O NAP da FANESE fez pesquisa sobre violência do gênero na faculdade

A pesquisa provém de três fontes motivadoras: promoção de uma audiência pública pelo Ministério Público Federal (MPF) e Ordem dos Advogados do Brasil Seccional Sergipe (OAB/SE), no dia 26 fevereiro deste ano, sobre o tema “Violência de gênero no meio acadêmico: assédio sexual, prevenção e enfrentamento”; participação da FANESE no Conselho Municipal dos Direitos da Mulher (Aracaju); denúncias de algumas alunas no Núcleo de Apoio Pedagógico (NAP) da faculdade sobre assédio moral e outros casos de violência leve sofridos por elas, a partir de alguns professores e colegas de sala de aula.

 A FANESE já vinha mantendo, anualmente, duas a três campanhas pelo fim da violência do gênero, principalmente contra as mulheres. Agora, o NAP partiu para uma pesquisa exploratório-descritiva de campo, aplicada de forma aleatória acidental às pessoas dos diversos segmentos da faculdade, por meio de um questionário semiestruturado. Foram 185 pessoas, entre alunos(as) e colaboradores(as) voluntários(as), que atenderam à chamada da pesquisa. Isto representou, aproximadamente, 66% do sexo feminino, 32% do masculino e 2% das pessoas que não quiseram revelar o gênero. E, para coletar evidências sobre os casos registrados pelo NAP, o objetivo principal da pesquisa foi verificar, junto aos discentes e colaboradores, que sofreram algum tipo de violência no ambiente acadêmico, se teriam interesse em denunciar o agressor.

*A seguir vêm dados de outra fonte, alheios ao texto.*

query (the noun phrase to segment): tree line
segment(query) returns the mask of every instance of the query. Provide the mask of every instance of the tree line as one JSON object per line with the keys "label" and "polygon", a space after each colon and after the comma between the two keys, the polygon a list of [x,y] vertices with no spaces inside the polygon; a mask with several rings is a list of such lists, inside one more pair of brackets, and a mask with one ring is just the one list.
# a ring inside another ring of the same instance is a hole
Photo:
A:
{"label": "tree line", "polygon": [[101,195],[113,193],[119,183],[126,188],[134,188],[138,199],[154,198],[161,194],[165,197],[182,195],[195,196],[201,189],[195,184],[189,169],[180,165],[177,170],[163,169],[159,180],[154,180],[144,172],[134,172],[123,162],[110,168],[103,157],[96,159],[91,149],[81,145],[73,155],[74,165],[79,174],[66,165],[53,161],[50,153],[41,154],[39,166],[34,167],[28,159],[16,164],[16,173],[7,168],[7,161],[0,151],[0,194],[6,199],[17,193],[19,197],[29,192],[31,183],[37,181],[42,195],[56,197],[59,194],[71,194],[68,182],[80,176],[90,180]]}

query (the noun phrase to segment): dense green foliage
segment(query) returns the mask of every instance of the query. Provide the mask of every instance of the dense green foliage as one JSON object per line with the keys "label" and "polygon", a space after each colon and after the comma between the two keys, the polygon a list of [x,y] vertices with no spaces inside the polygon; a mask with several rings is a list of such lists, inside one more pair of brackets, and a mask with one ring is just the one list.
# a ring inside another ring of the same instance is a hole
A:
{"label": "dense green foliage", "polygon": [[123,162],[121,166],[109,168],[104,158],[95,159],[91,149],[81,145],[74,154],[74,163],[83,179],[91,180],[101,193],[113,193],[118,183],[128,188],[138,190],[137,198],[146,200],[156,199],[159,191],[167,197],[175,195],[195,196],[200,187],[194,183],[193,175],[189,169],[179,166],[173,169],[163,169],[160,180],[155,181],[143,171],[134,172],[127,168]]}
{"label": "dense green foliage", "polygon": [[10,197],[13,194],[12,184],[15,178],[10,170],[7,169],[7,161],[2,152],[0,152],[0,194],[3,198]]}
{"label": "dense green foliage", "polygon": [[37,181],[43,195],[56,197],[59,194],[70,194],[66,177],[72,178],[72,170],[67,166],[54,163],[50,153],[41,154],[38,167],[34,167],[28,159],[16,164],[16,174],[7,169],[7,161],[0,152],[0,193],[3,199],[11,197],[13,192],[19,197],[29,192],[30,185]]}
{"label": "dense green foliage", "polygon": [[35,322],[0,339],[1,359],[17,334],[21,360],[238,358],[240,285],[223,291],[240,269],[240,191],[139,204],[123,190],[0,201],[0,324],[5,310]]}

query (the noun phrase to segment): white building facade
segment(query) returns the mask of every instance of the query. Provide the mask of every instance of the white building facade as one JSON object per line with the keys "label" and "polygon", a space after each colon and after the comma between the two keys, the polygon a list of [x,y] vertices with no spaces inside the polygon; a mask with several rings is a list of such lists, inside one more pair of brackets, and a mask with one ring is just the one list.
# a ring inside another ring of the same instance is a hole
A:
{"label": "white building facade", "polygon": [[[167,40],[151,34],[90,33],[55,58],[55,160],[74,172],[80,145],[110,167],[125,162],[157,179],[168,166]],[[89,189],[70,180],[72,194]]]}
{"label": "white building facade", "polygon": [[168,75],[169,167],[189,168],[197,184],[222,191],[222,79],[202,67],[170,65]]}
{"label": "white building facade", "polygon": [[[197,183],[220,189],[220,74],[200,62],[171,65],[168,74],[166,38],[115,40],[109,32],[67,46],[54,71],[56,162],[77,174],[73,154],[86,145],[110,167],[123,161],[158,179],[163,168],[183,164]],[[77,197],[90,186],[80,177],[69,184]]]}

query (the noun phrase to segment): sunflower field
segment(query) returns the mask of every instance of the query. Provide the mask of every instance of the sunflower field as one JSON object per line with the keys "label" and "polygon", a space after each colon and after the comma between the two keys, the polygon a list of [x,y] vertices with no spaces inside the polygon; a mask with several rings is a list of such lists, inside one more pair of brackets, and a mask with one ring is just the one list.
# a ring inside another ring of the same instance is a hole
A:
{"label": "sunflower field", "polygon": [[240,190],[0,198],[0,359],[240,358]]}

Entre os dados coletados, 34% das mulheres e 29,9% dos homens apontaram ter sido vítimas dos tipos assédio moral e violências leves. Entre as violências leves, destacaram-se: o insulto, as piadas ofensivas, xingamento desqualificando colegas e, consequentemente, humilhando-os(as) em público, além de terem o corpo tocado sem consentimento da vítima, Esses dados foram revelados por 10,5% das mulheres e 1,6% dos homens. Para os dois sexos, esses tipos de violência não foram justificados por causa de gênero, mas em razão do ambiente acadêmico competitivo existente na faculdade. Tendo em vista o objetivo principal proposto, constatou-se que as pessoas pesquisadas não demonstraram vontade de denunciar seus/suas agressores(as).  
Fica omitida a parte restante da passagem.